April is distracted driving month, but there’s a distraction you probably haven’t thought about: pets as passengers.
Thousands of pet owners take their pets along for the ride, never realizing they’re putting themselves and their pets in danger.
The Center for Pet Safety released some crash tests it says every pet owner should see. Just like in human crash testing, all the dogs in these tests are crash test dummies.
A car crash can happen in the blink of an eye and it can be fatal for you and your pet. Products that are even supposed to protect your pet, may not.

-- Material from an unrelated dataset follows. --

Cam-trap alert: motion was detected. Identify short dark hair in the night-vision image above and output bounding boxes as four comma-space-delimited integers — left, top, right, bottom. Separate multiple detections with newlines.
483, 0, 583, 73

“We are concerned about every product that is out there on the market right now, I'll be honest with you,” said Lindsey Wolko founder and CEO of the Center for Pet Safety, a non-profit research and advocacy organization dedicated to companion animal and consumer safety.
Lindsey Wolko started this testing program after her own dog was hurt in a crash.
“We started crash testing in 2011, where we looked at these harness products to see if they actually hold up in crash protection mode, and unfortunately we had 100 percent failure rate,” said Wolko.
While you wouldn't think twice about buckling up your kids, the same isn't true for pets. AAA estimates that 80 percent of dogs are unrestrained while riding in cars. Mark Oman's dog, Max, was part of that statistic.
“We had him in the back. His paws were on the console between the seats and a car pulled out in front of us. We had to slam on the breaks, and he went flying between the seats his head right into the gear shift,” said Oman.
An AAA study says an unrestrained dog is a hazard to itself and the driver. An unrestrained 10-pound dog traveling at 50 miles per hour flies forward with 500 pounds of pressure in a crash, and an 80-pound dog at only 30 mph packs a 2,400-pound punch.
Oman's car didn’t crash, but his dog still suffered severe injuries from the sudden stop.
“He had spinal injuries, head injuries,” said Oman.
Now, Oman keeps his other dog Winnie in a kennel in the back, but new crash tests show that kennels can cause severe injuries too.
No law in California prohibits unrestrained pets in cars, but the California Highway Patrol says driving with a pet can be just as distracting as calling or texting on a cell phone, and just as dangerous.
“We recommend that anybody who is traveling with a pet to make sure that pet is restrained in the vehicle. We don't want the pet to become a projectile in a crash,” said Jaimie Rios of California Highway Patrol.
Veterinarian, Greg Marsolais, says most pet owners aren't even aware they need safety restraints.
“Very few clients restrain their pets so it's a real problem,” said Marsolais.
Veterinarians like Loly Hogans of Harden Ranch Veterinary Hospital suggest pet owners should do their homework before buying any pet safety product, because the 60 billion dollar pet products business is highly unregulated.
“Go to a consumer's report, and do the research before you go because you can't always count on what the package states or what the employee is telling you,” said Hogans.
This website from Lindsey Wolko’s Center for Pet Safety offers more information, like ratings for pet restraints, including one that actually worked when they put it to the test from the brand Sleepypod.
“We are a consumer advocacy group for most, so pet owners can trust us to do the research, do the leg work, find the information they need, where they can't get anywhere else,” said Wolko.